On Monday, 20th of April, Good Food Ireland celebrated its 20-year anniversary with a landmark Conference and Showcase Dinner at the InterContinental Dublin, bringing together leaders from Ireland’s food, drink, hospitality, tourism, farming, seafood, and wider industry.

The organisation, founded by Margaret Jeffares, has spent two decades connecting farmers, fishers, food producers, chefs, and hospitality providers under a trusted all-island standard, while helping to strengthen Ireland’s reputation as a premium destination for food and drink experiences. 

The conference theme: 20 Years of Taste. From Local Roots to Global Connections, focussed on how collaboration between Ireland’s Agri food, fisheries and tourism sectors can drive innovation, sustainability, and long-term growth, while examining the future of Ireland’s evolving global food identity.

Key Insights from the Conference

  • Good Food Ireland has played a pivotal role in aligning producers, chefs, fishermen, distributors, and tourism stakeholders around shared quality benchmarks, ensuring authenticity, reliability, and excellence are consistently delivered to visitors. This standard led approach continues to underpin Ireland’s reputation as a premium food destination, where value is driven by quality, trust, and experience.
  • Food is now a major driver of destination choice for tourists, with 3 in 10 visitors stating it is a key influence and over 70% indicating it has some impact on their decision to travel, particularly in key international markets such as the US, France, and Spain.
  • 72% of visitors expect Ireland’s food quality to be good or excellent, reinforcing the importance of maintaining strong, consistent standards across the sector.
  • Chefs were recognised as key drivers of change, playing an increasingly influential role in shaping consumer expectations through sourcing decisions, menu design, and storytelling. However, the conference also emphasised the importance of closer collaboration between chefs, producers, suppliers, and farmers to embed seasonality, reduce reliance on imports, and ensure Irish ingredients are consistently prioritised across hospitality.
  • A major focus of the conference was the strategic partnership between Good Food Ireland and BIM, aimed at strengthening the connection between Ireland’s seafood production and hospitality sectors. The collaboration supports a more joined up “sea to plate” approach, improving communication, supply consistency, and awareness, while increasing the use of sustainable Irish seafood on menus nationwide. It also highlights opportunities to diversify offerings through underutilised species and enhance storytelling around sustainability to build greater consumer confidence.
  • The conference also addressed wider structural challenges within Ireland’s food system, including a declining domestic production base with just 74 commercial vegetable growers remaining. Despite producing approximately €19 billion in food annually, Ireland exports around 90% of its output while importing approximately €12.5 billion of food, including 83% of fruit and vegetables and most grains. These imbalances highlight the need for stronger cross sector collaboration to better align production with domestic demand, improve resilience, and strengthen food security.

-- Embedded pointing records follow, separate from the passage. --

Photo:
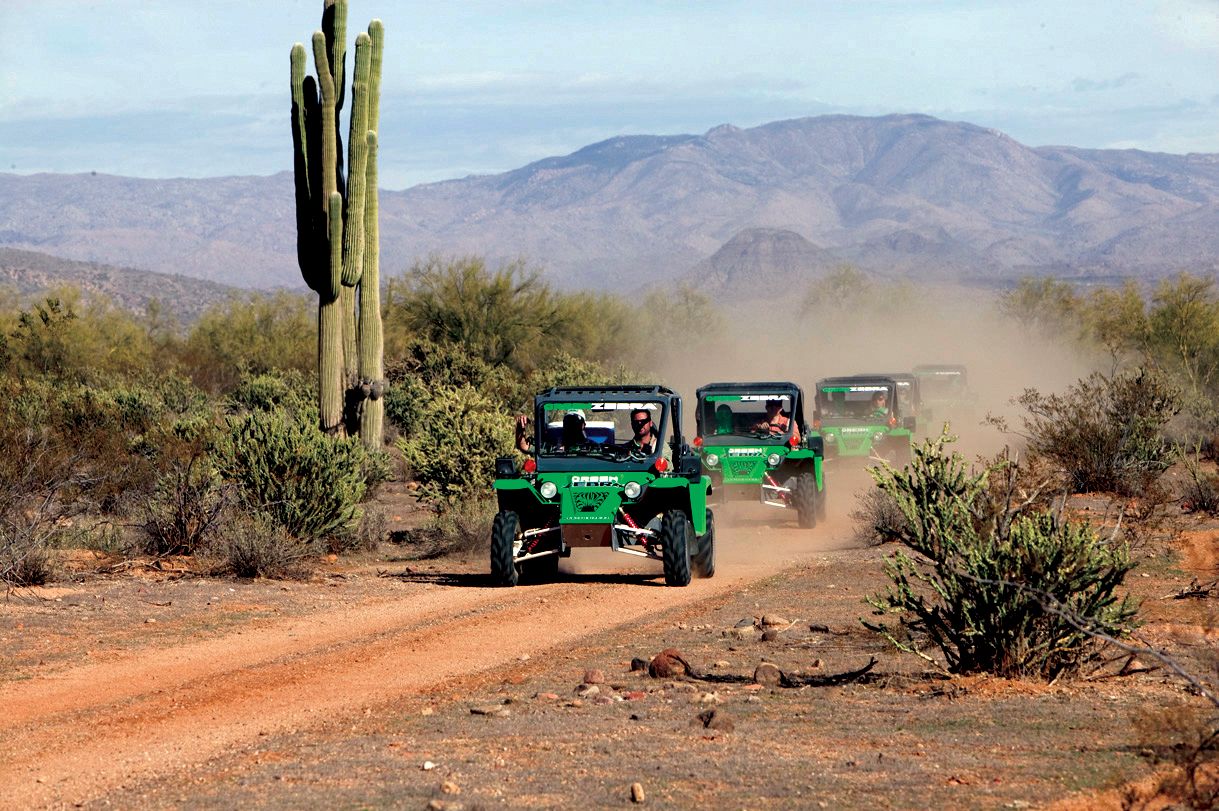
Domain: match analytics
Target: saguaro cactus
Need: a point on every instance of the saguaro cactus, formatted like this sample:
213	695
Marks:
337	233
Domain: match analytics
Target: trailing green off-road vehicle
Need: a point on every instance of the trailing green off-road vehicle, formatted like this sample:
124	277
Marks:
909	399
860	417
755	444
946	395
590	481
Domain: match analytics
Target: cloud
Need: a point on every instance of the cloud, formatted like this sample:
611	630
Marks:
1092	85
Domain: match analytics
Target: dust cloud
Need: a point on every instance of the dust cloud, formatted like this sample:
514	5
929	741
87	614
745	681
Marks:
769	340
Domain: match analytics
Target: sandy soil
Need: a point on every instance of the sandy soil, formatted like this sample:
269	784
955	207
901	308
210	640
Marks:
190	693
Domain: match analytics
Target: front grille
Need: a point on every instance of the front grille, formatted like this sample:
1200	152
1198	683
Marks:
740	468
589	500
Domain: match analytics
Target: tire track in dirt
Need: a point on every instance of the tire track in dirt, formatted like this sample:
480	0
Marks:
73	737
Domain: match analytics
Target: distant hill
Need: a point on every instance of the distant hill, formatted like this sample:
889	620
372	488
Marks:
899	194
32	275
762	264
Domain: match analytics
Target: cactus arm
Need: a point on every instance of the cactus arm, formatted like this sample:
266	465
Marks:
377	34
329	140
357	164
372	342
305	233
329	329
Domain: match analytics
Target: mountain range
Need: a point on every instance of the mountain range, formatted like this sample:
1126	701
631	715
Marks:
901	195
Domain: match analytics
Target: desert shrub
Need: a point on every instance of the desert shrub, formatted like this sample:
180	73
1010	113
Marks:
1201	488
454	440
307	483
288	390
255	545
997	584
878	518
458	528
187	507
251	335
39	485
502	316
1105	433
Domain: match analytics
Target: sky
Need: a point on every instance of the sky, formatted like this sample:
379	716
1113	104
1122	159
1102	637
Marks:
199	88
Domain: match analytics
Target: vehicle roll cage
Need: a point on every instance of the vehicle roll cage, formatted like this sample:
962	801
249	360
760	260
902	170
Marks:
669	398
860	379
778	387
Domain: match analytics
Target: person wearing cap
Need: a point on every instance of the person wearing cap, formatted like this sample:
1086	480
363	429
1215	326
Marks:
645	439
775	422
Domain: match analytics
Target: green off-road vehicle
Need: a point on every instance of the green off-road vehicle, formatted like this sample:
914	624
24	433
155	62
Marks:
946	395
860	417
590	483
755	444
909	399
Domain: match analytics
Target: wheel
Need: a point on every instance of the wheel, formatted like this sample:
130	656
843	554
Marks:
705	561
805	500
505	529
675	548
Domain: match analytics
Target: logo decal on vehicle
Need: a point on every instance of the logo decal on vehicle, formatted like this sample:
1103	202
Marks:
594	481
589	501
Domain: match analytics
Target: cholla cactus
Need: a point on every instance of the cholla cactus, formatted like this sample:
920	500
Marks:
337	231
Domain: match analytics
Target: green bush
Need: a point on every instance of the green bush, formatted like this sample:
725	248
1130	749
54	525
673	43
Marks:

“Over the past two decades we have built strong foundations across all sectors of the Irish food scene. Importantly, the next phase of growth will depend on scaling Ireland’s food tourism offering into a more consistent, visible, and globally compelling proposition. This will require deeper collaboration across tourism, hospitality, and producers, supported by trusted standards, to strengthen international confidence and Ireland’s competitive positioning.” Margaret Jeffares, Founder and CEO of Good Food Ireland

The Good Food Ireland Conference reaffirmed the organisation’s position as a leading authority in Irish food tourism, marking more than 20 years of proven impact in building a trusted, premium, and internationally recognised food tourism brand for Ireland.

The event concluded with the Good Food Ireland Showcase Dinner, an authentic farm-to-fork experience. Guests enjoyed seasonal dishes crafted from premium Irish ingredients while meeting the producers and chefs behind them, highlighting provenance, sustainability and the Good Food Ireland ethos in action.